AtmosLens is a HoloViz ecosystem application built using the libraries surfaced through holoviz/holoviz, with implementation centered on Lumen, Panel, HoloViews, GeoViews, hvPlot, Datashader, Param, and Colorcet over xarray-backed air-quality data. It turns a real forecast cube into recommendations such as when to run, when to ventilate, and which commute departure window minimizes exposure, and supports typed global place search, compact default controls, and professional-grade advanced controls that stay in sync automatically.

AtmosLens app preview

Why this exists

Air-quality forecasts are easy to find and hard to act on. Most people still have to translate a map, a number, and a time series into a decision on their own.

AtmosLens closes that gap:

  • pick a location
  • pick a health profile
  • pick an activity
  • pick a pollutant and time horizon
  • get a clear verdict, a best window, a map, a timeline, and a route-exposure comparison

This repo is intentionally scoped as a strong March 31 artifact: something a HoloViz mentor can open, run, understand quickly, and recognize as a natural bridge toward native Lumen + xarray support.

The strategic purpose is explicit: AtmosLens is the first vertical slice and public proof-of-need for the official HoloViz GSoC 2026 project Lumen + Xarray Integration, which the HoloViz project list describes as a high-priority 350-hour effort focused on native xarray support, an XarraySource, and explicit query semantics in Lumen. Sources: HoloViz 2026 GSoC wiki, GSoC timeline.

What the app shows

  • Activity Safety Advisor: Good, Caution, or Avoid, plus the best time window and a short explanation.
  • Interactive Pollution Map: xarray-backed gridded data rendered with GeoViews + hvPlot.
  • 24-hour Forecast Timeline: threshold bands and the highlighted best window.
  • Decision Matrix: compares profiles and activities side by side at the same location to show that the recommendation engine generalizes beyond a single query.
  • Recommendation Card: concise user-facing guidance instead of a raw forecast dump.
  • Route / Commute Exposure Window: preset or search-driven route endpoints sampled against the same gridded forecast across multiple departure times.
  • Global Search + Region Refresh: type a city, district, or postcode anywhere on Earth, press Enter, and refresh the forecast cube through the same xarray pipeline.
  • Professional Controls: advanced region, route, and analysis parameters stay linked automatically while remaining hidden from the default user flow.

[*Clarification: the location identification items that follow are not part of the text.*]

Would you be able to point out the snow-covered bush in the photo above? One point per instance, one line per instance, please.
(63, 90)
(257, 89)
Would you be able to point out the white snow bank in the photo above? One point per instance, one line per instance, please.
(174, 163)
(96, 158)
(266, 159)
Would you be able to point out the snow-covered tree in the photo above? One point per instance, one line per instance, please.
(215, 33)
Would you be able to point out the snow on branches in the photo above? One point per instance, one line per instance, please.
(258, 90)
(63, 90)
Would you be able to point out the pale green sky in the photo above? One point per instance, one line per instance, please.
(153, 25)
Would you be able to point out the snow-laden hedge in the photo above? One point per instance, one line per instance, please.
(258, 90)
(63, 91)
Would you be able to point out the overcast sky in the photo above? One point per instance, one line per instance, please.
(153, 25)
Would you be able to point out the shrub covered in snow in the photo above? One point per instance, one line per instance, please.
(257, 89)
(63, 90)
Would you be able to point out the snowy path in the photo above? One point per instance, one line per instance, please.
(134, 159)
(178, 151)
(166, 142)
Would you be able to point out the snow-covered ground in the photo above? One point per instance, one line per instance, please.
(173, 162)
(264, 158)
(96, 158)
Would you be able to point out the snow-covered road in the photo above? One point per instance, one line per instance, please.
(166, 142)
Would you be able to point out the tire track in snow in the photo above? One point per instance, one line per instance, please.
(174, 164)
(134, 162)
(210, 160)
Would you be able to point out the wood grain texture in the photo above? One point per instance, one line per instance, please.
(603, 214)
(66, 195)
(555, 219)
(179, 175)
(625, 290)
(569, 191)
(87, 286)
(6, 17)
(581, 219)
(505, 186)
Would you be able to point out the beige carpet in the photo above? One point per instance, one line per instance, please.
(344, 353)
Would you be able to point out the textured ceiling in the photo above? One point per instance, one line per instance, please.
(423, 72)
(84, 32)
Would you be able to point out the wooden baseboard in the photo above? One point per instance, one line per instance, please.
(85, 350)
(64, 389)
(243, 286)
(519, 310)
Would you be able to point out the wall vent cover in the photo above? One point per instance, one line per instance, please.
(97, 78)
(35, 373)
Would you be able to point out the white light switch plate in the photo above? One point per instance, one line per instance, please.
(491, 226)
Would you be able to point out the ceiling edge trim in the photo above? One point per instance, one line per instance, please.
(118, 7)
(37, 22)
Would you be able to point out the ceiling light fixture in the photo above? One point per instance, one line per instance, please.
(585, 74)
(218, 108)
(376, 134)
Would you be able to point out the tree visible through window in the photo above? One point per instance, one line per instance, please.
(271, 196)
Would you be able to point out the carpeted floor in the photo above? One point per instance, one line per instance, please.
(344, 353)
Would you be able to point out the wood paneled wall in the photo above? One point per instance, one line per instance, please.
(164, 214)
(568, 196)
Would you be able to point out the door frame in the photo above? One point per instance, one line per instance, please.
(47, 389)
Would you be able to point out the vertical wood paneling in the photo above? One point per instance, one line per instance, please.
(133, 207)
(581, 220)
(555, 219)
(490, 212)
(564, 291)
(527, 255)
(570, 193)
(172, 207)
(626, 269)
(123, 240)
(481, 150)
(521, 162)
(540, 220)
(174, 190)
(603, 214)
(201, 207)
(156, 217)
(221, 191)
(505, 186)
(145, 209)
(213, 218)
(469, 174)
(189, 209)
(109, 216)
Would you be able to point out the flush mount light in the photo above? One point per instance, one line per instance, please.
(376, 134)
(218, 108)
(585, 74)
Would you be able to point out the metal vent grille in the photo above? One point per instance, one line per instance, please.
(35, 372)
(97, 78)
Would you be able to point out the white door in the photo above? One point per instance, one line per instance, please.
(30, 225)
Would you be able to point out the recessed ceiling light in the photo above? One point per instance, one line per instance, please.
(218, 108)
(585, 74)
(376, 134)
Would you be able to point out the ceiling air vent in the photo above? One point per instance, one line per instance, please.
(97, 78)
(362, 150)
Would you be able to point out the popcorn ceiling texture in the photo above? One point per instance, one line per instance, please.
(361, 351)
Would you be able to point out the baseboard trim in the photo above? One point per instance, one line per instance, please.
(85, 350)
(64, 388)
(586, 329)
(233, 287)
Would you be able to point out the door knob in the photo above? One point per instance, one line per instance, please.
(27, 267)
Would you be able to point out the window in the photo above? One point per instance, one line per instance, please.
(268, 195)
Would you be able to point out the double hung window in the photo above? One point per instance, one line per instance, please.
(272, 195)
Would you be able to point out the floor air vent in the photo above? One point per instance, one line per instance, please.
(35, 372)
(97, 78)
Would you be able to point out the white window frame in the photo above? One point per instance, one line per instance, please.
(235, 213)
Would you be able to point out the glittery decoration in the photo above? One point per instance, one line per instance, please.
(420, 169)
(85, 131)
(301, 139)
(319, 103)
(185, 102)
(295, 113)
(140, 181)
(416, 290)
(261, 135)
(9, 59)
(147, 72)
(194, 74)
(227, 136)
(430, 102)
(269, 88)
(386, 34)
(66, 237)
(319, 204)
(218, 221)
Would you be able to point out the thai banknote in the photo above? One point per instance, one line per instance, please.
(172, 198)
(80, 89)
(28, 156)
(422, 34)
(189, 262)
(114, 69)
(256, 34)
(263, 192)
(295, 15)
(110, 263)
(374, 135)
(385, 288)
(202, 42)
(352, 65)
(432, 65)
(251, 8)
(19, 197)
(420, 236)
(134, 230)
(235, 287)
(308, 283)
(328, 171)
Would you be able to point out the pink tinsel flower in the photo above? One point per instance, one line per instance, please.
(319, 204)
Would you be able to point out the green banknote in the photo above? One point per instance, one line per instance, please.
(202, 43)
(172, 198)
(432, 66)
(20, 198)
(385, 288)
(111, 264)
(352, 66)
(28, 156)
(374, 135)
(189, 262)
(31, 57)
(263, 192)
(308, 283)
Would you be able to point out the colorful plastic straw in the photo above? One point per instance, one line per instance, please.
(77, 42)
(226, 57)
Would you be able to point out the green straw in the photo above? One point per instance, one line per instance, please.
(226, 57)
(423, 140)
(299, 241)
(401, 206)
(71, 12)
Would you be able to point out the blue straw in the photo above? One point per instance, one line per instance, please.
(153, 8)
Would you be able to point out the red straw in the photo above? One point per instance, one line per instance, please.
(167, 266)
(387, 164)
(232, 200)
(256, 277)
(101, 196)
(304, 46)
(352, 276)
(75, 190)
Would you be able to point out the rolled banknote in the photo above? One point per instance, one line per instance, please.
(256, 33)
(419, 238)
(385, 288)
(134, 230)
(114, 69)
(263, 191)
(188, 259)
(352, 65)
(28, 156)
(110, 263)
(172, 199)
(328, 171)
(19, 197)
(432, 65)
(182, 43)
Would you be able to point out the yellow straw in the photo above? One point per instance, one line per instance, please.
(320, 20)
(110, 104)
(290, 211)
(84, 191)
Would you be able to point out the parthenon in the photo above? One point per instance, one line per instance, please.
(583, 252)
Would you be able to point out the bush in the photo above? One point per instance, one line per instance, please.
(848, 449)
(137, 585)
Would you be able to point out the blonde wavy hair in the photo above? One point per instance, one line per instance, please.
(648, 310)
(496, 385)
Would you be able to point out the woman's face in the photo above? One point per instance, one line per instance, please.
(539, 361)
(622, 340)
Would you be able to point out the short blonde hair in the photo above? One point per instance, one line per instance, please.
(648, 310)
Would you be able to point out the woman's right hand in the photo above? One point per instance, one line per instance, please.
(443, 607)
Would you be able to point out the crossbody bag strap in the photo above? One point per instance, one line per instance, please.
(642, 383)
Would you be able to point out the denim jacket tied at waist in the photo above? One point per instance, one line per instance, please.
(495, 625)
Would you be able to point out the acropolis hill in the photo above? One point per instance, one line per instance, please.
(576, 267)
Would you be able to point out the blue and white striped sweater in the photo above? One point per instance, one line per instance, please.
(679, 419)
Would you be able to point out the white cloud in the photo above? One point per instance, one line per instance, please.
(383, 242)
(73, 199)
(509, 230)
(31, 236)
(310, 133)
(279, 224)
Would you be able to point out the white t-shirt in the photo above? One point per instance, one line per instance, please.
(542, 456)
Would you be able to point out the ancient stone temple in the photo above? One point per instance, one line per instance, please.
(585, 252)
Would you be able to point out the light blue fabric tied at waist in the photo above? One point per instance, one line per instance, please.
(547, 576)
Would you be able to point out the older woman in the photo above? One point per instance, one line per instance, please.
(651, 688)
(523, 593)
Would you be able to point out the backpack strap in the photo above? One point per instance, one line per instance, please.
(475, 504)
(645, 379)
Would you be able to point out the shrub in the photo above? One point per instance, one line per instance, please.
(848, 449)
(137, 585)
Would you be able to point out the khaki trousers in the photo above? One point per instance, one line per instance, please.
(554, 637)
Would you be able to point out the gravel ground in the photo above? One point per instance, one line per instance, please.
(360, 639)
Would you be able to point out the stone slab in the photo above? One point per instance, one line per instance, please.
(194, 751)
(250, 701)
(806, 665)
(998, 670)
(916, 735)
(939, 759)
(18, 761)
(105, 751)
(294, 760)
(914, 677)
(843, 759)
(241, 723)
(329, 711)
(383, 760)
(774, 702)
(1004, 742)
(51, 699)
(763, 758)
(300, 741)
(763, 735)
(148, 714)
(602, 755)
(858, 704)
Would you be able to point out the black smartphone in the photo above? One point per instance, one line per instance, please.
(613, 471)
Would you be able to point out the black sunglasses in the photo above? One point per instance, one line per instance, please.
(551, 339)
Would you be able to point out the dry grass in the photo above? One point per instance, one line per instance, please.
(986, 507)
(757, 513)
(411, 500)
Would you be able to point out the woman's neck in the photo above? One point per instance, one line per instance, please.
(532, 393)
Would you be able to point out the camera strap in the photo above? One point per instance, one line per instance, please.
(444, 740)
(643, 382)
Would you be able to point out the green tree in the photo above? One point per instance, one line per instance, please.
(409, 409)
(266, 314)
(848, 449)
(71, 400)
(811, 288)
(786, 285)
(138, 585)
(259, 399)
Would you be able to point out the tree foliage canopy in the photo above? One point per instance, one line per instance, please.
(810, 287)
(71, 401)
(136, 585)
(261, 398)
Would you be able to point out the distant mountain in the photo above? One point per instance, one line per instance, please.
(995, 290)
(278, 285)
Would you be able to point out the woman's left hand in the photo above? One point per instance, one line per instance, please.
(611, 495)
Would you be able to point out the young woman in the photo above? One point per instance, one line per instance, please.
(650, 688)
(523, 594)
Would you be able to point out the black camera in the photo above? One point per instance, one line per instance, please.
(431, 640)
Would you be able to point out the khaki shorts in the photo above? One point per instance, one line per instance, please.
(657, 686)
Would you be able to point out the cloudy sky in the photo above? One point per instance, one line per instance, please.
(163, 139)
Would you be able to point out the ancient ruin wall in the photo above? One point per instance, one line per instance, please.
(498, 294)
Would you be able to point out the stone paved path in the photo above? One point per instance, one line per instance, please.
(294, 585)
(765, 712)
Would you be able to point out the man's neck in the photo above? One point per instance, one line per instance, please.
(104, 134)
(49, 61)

The preview above uses the real Dublin sample cube with Ozone selected because it produces a more legible risk gradient than PM2.5 on the fetched March 25 forecast.

Data resilience

AtmosLens uses a three-tier fallback chain for forecast data:

  1. Live gridded forecast — full Open-Meteo Air Quality API grid for the configured region
  2. Point-to-grid fallback — single-point forecast expanded to a synthetic local grid (when the grid API is rate-limited)
  3. Bundled template fallback — bundled Dublin sample cube re-projected to the target region (when the API is completely unavailable)

This means the app never crashes on a failed fetch. It always loads something usable and tells the user what happened.

Health guidance and WHO references

Every recommendation includes:

  • Health guidance — plain-language advice calibrated to the decision score (e.g., "Air quality is excellent for run. No precautions needed.")
  • WHO guideline reference — the relevant WHO air-quality guideline value for context (e.g., "WHO guideline: 100 µg/m³ (8-hour mean)")
  • Score interpretation — human-readable label mapping the 0–100 score to severity (Excellent / Good / Moderate / Unhealthy for sensitive groups / Unhealthy / Hazardous)
  • 7 activity types — Run, Walk, Ventilate, Cycle Commute, Outdoor Dining, Children's Play, Dog Walk — each with distinct exertion multipliers and window durations
  • 4 health profiles — General, Sensitive, Asthma, Outdoor Worker — each with distinct threshold multipliers

HoloViz stack used explicitly

  • Panel for the application shell, widgets, cards, and layout
  • GeoViews for map-native overlays and route rendering
  • HoloViews for structured overlays such as threshold bands and best-window spans
  • hvPlot for quick plotting directly from xarray / pandas objects
  • Datashader for rasterizing the map layer through the HoloViews/GeoViews stack
  • Lumen for AtmosXarraySource (a real lumen.sources.Source subclass) and in-app pipeline previews
  • Param for reactive state instead of ad hoc widget wiring
  • Colorcet for scientifically sane colormaps
  • xarray as the canonical data model for labeled N-dimensional air-quality data

Why xarray matters here

  • The source data is a real forecast cube with time x lat x lon dimensions.
  • Location lookups, map slices, and route sampling all come from the same labeled dataset.
  • The app logic stays dimension-aware instead of flattening everything into unrelated tables.
  • That makes AtmosLens a credible motivating artifact for upstream Lumen work on first-class xarray sources and transforms.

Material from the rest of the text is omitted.